Visualize Sorting Algorithms Compared | QuantumSketch
Visualize sorting algorithms as bars that swap and settle: bubble sort crawls, quicksort partitions, merge sort divides. Side-by-side animation shows why speed differs.
Visualize sorting algorithms as bars that swap and settle: bubble sort crawls with adjacent swaps, quicksort partitions around pivots, and merge sort divides and merges. Racing them on identical input makes O(n²) vs O(n log n) obvious.
The setup
Represent the array as bars, height = value, shuffled. Color the bars being compared or moved. Then run each algorithm on the same input.
What each algorithm looks like
| Algorithm | Visual signature | Average cost | |---|---|---| | Bubble sort | Big values slowly "bubble" right | O(n²) | | Insertion sort | Left side grows sorted, one insert at a time | O(n²) | | Quicksort | Snaps into chunks around pivots | O(n log n) | | Merge sort | Splits, then merges runs — see merge sort | O(n log n) |
The race, beat by beat
- Show one shuffled array, duplicated into 2–3 panels.
- Start them together.
- Quicksort/merge finish while bubble sort is still mid-array.
- Display swap/comparison counters — the numbers diverge sharply.
- Land on the complexity classes — why the gap grows with n.
Seeing bubble sort still crawling while quicksort is done is the most convincing complexity lesson there is.
Manim building blocks
Rectangle/BarChart for bars, Transform/Swap for moves, Indicate to flash comparisons, and Integer counters. Pairs with Animate Binary Search for searching.
The prompt
"Race bubble sort, quicksort, and merge sort on the same 40-bar shuffled array, highlighting comparisons and showing swap counters."
→ Render it at quantumsketch.app.
Written by Shihab Shahriar Antor · Shahriar Labs
FAQ
Q.What's the best way to compare sorting algorithms visually?
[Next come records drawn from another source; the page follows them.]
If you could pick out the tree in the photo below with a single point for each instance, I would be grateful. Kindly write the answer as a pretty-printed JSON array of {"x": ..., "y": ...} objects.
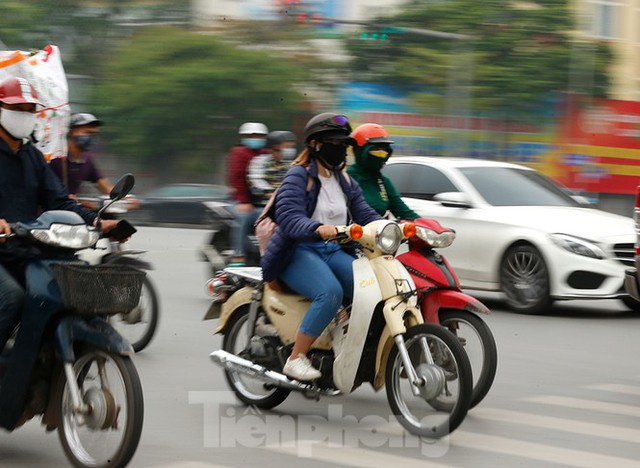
[
  {"x": 519, "y": 54},
  {"x": 175, "y": 99}
]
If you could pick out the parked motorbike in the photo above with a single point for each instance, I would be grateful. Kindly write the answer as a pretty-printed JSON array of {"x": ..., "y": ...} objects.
[
  {"x": 139, "y": 325},
  {"x": 64, "y": 361},
  {"x": 218, "y": 251},
  {"x": 442, "y": 301},
  {"x": 380, "y": 338}
]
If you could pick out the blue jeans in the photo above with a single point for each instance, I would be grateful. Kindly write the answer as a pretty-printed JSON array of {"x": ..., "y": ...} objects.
[
  {"x": 11, "y": 303},
  {"x": 242, "y": 228},
  {"x": 323, "y": 273}
]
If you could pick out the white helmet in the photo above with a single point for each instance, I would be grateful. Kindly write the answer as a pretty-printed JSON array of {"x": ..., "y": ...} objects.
[{"x": 253, "y": 128}]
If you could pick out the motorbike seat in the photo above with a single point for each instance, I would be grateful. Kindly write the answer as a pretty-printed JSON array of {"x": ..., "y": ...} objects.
[{"x": 251, "y": 274}]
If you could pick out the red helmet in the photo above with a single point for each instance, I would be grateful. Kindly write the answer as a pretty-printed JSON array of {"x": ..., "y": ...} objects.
[
  {"x": 14, "y": 90},
  {"x": 371, "y": 133}
]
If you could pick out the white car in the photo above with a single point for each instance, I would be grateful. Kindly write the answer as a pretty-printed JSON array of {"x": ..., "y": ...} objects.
[{"x": 518, "y": 232}]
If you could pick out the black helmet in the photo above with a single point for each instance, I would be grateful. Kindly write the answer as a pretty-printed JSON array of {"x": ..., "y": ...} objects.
[
  {"x": 329, "y": 125},
  {"x": 82, "y": 119},
  {"x": 279, "y": 136}
]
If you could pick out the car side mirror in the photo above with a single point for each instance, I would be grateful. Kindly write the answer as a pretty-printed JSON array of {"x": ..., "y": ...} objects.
[
  {"x": 122, "y": 188},
  {"x": 453, "y": 199},
  {"x": 582, "y": 200}
]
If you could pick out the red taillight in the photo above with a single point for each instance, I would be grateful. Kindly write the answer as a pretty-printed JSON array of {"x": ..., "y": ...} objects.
[
  {"x": 217, "y": 285},
  {"x": 355, "y": 232},
  {"x": 409, "y": 230}
]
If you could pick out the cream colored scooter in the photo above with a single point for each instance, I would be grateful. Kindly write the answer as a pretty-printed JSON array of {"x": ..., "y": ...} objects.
[{"x": 380, "y": 338}]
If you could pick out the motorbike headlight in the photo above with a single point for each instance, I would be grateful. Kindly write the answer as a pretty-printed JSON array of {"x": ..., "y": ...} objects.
[
  {"x": 434, "y": 239},
  {"x": 578, "y": 246},
  {"x": 388, "y": 237},
  {"x": 77, "y": 236}
]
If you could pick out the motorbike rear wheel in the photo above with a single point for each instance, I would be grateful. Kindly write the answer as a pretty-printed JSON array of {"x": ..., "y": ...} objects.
[
  {"x": 108, "y": 434},
  {"x": 445, "y": 397},
  {"x": 252, "y": 392},
  {"x": 478, "y": 342},
  {"x": 139, "y": 325}
]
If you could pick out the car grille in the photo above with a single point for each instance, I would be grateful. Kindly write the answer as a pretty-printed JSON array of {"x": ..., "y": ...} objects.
[{"x": 624, "y": 253}]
Run them side by side on the same shuffled array of bars, where bar height equals value. Bubble sort repeatedly swaps adjacent out-of-order bars, so you see large values 'bubble' to the end slowly. Quicksort picks a pivot and partitions everything around it, then recurses, so the array snaps into roughly sorted chunks fast. Merge sort splits into halves and merges sorted runs. Watching all three race on identical input makes the difference between O(n²) and O(n log n) obvious — bubble sort is still crawling while quicksort and merge sort have finished.
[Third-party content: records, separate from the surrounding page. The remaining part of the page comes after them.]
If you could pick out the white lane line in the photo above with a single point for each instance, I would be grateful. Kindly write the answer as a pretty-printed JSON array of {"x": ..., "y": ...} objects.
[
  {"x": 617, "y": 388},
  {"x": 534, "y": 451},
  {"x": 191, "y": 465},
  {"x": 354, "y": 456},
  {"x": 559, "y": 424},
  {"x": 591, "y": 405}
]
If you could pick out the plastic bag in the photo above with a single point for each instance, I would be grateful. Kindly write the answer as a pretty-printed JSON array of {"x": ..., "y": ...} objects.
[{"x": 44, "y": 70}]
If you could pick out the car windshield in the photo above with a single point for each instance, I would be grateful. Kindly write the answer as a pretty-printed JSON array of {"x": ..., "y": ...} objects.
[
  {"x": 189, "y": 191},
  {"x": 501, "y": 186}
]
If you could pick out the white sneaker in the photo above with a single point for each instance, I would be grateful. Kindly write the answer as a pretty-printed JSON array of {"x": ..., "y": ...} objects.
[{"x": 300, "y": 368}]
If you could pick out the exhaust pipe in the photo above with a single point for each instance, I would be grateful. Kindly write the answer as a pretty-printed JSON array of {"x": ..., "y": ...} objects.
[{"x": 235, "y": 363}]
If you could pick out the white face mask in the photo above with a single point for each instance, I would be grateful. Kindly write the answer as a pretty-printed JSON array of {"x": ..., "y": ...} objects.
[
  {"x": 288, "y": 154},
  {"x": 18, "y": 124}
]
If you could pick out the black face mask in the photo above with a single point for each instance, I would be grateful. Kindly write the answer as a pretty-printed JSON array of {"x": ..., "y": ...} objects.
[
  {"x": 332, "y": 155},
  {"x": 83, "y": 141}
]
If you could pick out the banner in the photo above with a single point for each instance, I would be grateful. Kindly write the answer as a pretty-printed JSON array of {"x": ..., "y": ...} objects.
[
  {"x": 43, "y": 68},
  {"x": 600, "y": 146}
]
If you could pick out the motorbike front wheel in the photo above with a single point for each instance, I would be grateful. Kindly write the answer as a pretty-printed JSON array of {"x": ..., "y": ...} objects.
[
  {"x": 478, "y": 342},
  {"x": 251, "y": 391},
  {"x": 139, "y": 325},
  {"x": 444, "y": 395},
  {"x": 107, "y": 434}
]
Q.Why is bubble sort so much slower than quicksort in an animation?
Because bubble sort does roughly n² comparisons while quicksort averages about n log n. In an animation on, say, 50 bars, bubble sort makes thousands of adjacent swaps, inching the largest values rightward one position at a time, so it visibly takes far longer. Quicksort's partitioning moves many elements toward their final region in a single pass, so the array organizes in dramatically fewer steps. Seeing the swap counts diverge is a more convincing argument for algorithmic complexity than the formulas alone.